= Service data unit =

Data passed down to a lower layer of the OSI model, yet to be encapsulated

In Open Systems Interconnection (OSI) terminology, a service data unit (SDU) is a unit of data that has been passed down from an OSI layer or sublayer to a lower layer. This unit of data (SDU) has not yet been encapsulated into a protocol data unit (PDU) by the lower layer. That SDU is then encapsulated into the lower layer's PDU and the process continues until reaching the PHY, physical, or lowest layer of the OSI stack.

The SDU can also be thought of as a set of data that is sent by a user of the services of a given layer, and is transmitted semantically unchanged to a peer service user.

== SDU and PDU ==
It differs from a PDU in that the PDU specifies the data that will be sent to the peer protocol layer at the receiving end, as opposed to being sent to a lower layer.

The SDU accepted by any given layer (n) from layer (n+1) above, is a PDU of the layer (n+1) above. In effect the SDU is the 'payload' of a given PDU. The layer (n) may add headers or trailers, or both, to the SDU and may do other kinds of reformatting, recoding, splitting or transformations on the data, forming one or more layer (n) PDUs.
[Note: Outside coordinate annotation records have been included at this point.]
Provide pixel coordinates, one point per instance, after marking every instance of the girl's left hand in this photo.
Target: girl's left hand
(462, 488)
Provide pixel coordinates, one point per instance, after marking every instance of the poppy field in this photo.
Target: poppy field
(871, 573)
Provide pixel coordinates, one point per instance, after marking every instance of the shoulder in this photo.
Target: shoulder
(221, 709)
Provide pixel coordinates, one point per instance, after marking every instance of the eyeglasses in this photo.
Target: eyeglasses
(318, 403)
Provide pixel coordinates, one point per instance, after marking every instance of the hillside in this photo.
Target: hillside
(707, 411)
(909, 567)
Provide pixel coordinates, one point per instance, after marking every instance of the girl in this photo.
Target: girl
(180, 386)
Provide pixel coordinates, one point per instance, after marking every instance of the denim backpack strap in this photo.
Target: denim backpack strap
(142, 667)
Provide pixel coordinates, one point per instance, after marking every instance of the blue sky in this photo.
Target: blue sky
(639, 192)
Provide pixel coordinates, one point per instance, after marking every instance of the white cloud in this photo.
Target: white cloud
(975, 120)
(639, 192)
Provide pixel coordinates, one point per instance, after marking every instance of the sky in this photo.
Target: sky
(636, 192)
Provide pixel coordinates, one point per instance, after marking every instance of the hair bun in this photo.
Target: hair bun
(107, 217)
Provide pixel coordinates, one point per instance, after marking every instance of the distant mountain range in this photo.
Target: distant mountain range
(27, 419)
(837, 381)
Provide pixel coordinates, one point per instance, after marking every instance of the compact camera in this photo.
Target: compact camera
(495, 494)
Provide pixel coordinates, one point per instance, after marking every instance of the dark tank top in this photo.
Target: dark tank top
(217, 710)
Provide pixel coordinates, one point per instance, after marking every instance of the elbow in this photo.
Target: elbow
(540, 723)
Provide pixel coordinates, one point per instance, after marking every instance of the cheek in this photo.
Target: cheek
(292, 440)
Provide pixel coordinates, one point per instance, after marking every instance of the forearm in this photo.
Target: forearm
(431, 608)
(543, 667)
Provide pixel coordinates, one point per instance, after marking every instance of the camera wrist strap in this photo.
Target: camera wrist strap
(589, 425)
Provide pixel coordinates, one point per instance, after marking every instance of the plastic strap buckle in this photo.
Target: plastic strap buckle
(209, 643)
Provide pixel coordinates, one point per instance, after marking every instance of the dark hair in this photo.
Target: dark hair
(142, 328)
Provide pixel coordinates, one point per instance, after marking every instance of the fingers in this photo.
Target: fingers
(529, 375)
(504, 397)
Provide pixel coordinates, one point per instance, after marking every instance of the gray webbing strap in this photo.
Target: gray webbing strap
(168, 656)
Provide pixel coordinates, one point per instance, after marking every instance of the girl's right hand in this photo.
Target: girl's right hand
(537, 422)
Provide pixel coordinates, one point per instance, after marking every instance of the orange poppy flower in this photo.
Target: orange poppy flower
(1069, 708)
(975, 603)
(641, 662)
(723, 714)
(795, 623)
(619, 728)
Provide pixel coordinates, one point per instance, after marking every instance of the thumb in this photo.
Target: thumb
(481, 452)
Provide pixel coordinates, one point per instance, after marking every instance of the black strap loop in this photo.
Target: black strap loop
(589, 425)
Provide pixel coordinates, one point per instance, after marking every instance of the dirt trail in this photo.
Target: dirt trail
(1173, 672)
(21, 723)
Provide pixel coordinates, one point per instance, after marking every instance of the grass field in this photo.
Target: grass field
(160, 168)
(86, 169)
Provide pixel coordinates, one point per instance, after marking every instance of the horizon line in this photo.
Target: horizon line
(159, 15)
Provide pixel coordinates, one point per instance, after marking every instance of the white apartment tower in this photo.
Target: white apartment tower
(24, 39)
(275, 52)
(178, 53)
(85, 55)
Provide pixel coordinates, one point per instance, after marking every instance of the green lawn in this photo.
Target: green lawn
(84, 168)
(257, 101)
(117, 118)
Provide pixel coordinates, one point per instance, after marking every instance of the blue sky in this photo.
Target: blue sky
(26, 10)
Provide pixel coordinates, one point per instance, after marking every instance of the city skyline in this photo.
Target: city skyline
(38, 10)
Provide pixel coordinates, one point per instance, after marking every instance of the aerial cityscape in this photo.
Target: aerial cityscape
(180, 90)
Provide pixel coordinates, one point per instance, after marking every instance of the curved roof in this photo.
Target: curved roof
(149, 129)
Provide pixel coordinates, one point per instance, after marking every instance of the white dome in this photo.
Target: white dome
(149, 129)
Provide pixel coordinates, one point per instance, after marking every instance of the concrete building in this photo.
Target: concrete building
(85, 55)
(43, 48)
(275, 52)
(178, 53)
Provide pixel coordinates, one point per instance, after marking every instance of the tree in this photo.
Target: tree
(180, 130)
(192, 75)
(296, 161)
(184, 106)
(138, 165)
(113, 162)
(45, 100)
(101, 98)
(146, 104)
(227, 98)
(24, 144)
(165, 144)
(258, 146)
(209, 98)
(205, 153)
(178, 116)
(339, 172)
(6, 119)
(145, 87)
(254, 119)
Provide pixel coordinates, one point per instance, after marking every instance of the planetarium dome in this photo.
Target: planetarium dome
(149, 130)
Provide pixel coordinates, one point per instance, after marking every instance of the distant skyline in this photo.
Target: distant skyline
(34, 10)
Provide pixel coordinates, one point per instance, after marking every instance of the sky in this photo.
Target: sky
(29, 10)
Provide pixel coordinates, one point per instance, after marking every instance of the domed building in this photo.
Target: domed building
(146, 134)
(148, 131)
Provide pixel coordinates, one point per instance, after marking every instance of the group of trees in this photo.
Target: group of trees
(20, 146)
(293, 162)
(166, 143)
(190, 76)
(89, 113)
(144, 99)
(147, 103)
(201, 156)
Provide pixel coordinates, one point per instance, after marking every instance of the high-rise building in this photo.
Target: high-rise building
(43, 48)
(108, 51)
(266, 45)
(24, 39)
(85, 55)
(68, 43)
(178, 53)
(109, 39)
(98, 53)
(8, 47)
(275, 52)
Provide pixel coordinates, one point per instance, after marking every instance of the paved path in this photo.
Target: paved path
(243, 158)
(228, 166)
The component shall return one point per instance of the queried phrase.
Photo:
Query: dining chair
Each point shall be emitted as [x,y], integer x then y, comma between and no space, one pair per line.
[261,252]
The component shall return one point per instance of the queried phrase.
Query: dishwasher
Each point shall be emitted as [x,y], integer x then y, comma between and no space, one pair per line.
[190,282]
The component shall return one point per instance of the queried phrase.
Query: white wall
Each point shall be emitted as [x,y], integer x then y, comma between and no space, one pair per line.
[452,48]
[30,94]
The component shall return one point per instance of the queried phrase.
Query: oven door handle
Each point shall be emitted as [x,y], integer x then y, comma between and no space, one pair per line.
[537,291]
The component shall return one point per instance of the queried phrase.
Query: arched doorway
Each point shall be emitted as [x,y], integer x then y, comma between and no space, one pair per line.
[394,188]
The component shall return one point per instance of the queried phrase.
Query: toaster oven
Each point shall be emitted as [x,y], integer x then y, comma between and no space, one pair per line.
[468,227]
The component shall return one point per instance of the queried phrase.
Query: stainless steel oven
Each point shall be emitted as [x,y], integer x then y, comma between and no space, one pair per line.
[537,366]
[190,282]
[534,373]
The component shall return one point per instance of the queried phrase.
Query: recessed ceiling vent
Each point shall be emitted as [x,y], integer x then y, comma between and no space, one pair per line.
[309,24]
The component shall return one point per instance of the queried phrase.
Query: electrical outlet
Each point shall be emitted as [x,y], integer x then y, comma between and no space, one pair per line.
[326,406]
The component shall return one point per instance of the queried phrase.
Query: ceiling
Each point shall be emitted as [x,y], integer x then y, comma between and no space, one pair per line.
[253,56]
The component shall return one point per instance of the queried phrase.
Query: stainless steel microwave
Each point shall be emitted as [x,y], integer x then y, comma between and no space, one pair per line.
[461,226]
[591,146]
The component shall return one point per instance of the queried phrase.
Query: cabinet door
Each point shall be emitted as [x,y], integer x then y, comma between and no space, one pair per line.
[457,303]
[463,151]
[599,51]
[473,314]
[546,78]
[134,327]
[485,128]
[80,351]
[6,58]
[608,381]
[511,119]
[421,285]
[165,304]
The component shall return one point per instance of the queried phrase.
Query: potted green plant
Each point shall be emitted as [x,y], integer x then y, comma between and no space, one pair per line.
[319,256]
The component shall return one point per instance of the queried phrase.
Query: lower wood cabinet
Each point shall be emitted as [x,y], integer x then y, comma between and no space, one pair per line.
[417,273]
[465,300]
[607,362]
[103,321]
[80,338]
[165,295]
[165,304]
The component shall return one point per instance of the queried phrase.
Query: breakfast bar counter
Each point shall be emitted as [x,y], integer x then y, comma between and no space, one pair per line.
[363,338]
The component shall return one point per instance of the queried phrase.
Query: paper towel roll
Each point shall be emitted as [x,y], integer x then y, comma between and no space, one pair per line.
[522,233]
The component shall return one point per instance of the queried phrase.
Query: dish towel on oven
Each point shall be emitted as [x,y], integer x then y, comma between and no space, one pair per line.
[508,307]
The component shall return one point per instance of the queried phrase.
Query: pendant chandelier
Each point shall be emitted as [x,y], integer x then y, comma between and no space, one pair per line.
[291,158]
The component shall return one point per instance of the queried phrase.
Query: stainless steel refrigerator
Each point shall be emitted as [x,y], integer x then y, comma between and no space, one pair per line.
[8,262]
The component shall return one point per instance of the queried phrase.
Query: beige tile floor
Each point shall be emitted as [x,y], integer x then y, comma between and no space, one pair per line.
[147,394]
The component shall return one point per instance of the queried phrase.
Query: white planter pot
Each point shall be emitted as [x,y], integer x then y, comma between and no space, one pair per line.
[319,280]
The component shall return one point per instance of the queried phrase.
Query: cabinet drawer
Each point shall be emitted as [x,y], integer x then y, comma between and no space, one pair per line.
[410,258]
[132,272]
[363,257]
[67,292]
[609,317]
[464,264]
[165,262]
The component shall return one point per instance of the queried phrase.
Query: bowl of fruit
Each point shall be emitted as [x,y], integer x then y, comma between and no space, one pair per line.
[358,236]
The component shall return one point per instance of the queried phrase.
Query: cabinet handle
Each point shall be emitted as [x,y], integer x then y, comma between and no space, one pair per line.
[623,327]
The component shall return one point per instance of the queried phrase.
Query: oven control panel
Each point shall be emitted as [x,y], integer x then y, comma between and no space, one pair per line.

The added headers or trailers and other possible changes are part of the process that makes it possible to get data from a source to a destination. Layer (n) may also generate additional layer (n) PDUSs. Each unit of data that layer (n) gives to layer (n-1) below is in turn handed down as a layer (n-1) SDU.

When the PDU of layer (n+1), plus any metadata layer (n) would add; would exceed the maximum size a layer-n PDU can be (called layer (n)'s maximum transmission unit); the SDU must be split into multiple payloads for layer (n); a process known as fragmentation.

=== MAC SDU ===
MAC SDUS or MSDUS are data units transmitted between other Media access controllers on a lower OSI Layer. The PDU counterpart MAC PDU that does the same thing but on the same OSI Layer. When there are larger MAC PDU's as MAC SDU's in the system, the MAC PDU includes more MAC SDU's, because of packet aggregation. If the MAC PDU's are smaller then the MAC SDU's includes more MAC PDU's, because of packet segmentation.